BS Environmental Science, dual minors in Climate Change Studies and Political Science
Maeve McGowan uses data collected from 2002 to 2018 to explain how phenological shifts caused by climate change on the wintering grounds affected variation in nest initiation dates of Bobolinks and Savannah Sparrows breeding in agricultural fields of Vermont. See her fantastic poster from the 2019 Northeast Natural History Conference here and the manuscript we published here.
BS Environmental Science and Biology
Olivia joined the lab for the 2019 field season and is leading the dive into our Savannah Sparrow geolocator data, which details where the birds spent their non-breeding period. Her first project–published in Avian Ecology and Conservation–explored how migration and wintering location affected breeding success. She transitioned to exploring how reproductive effort and success changes of a individuals lifetime. Olivia is also a seriously amazing potter!
BS Environmental Studies
Emma first joined the lab for the 2019 field season and is interested in variation in male Bobolink morphology, especially in how the size of their yellow cap varies. She used these morphometrics to see how they influence annual survival (manuscript currently in review). Emma was also a member of the UNE gymnastics team. She graduated in Spring 2022 and headed directly to grad school.

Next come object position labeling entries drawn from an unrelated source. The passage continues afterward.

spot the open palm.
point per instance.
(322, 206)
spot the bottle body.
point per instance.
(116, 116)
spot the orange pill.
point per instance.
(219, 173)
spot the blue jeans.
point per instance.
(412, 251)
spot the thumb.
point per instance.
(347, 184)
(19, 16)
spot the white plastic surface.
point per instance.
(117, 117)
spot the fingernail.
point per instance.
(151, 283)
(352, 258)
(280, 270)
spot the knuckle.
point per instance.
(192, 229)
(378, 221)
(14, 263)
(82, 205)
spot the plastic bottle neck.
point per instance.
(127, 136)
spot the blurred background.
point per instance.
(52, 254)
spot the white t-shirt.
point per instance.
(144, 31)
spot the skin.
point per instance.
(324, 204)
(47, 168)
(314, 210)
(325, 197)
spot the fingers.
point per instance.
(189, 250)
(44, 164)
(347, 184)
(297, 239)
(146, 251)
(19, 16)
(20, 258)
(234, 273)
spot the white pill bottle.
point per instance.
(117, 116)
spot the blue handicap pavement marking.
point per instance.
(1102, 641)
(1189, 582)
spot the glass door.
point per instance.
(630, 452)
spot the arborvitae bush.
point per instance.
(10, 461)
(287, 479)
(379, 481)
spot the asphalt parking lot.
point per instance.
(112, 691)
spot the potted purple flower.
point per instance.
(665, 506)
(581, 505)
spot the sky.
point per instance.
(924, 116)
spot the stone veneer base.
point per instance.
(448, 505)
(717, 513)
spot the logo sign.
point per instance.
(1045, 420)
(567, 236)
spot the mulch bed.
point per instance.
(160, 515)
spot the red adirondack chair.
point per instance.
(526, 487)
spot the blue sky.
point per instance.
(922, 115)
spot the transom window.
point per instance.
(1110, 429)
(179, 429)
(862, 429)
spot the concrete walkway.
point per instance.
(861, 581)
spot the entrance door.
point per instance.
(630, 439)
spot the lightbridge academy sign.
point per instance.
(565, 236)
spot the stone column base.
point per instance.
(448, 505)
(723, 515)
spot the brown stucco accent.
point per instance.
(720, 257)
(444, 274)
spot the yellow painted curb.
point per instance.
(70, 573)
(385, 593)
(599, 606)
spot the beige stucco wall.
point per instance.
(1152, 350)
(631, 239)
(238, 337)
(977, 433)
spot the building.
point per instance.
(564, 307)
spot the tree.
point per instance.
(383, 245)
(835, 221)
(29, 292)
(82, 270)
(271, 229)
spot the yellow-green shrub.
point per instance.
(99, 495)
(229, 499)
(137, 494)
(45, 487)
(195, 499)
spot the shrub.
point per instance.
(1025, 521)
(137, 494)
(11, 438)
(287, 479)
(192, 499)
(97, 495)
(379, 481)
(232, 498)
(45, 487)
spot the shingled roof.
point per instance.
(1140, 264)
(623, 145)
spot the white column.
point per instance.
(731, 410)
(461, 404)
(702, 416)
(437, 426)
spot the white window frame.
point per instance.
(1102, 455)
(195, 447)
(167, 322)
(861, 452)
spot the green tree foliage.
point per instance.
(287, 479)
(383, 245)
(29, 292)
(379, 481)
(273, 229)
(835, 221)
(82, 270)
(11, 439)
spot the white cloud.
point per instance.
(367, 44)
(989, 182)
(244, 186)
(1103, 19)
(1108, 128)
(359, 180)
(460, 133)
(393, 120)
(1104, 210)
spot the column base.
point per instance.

BS Environmental Science and Marine Science
Kylee DiMaggio quantified within- and between-year divorce rates of two grassland songbird species, Bobolinks and Savannah Sparrows. This work, Mixed consequences of divorce on reproductive success of songbirds nesting in agricultural hayfields, published in the Wilson Journal of Ornithology, determined if divorce rates differed after haying or predation-caused nest failure and, if so, whether divorce influenced reproductive success. See her award winning poster from the 2019 Northeast Natural History Conference here. Kylee graduated in May 2019 with a double major in Environmental Science and Marine Science. She started her MS studies at the University of Florida in the Fall 2020 term.
BS Environmental Science, minor in Art
Kady Winsor joined the Perlut lab after her first year, working on the Biological Control of Mosquito Project in 2016. After a travel class to Iceland, she joined the grassland bird crew in Vermont in 2018 and again in 2019. Kady graduated in Dec 2018.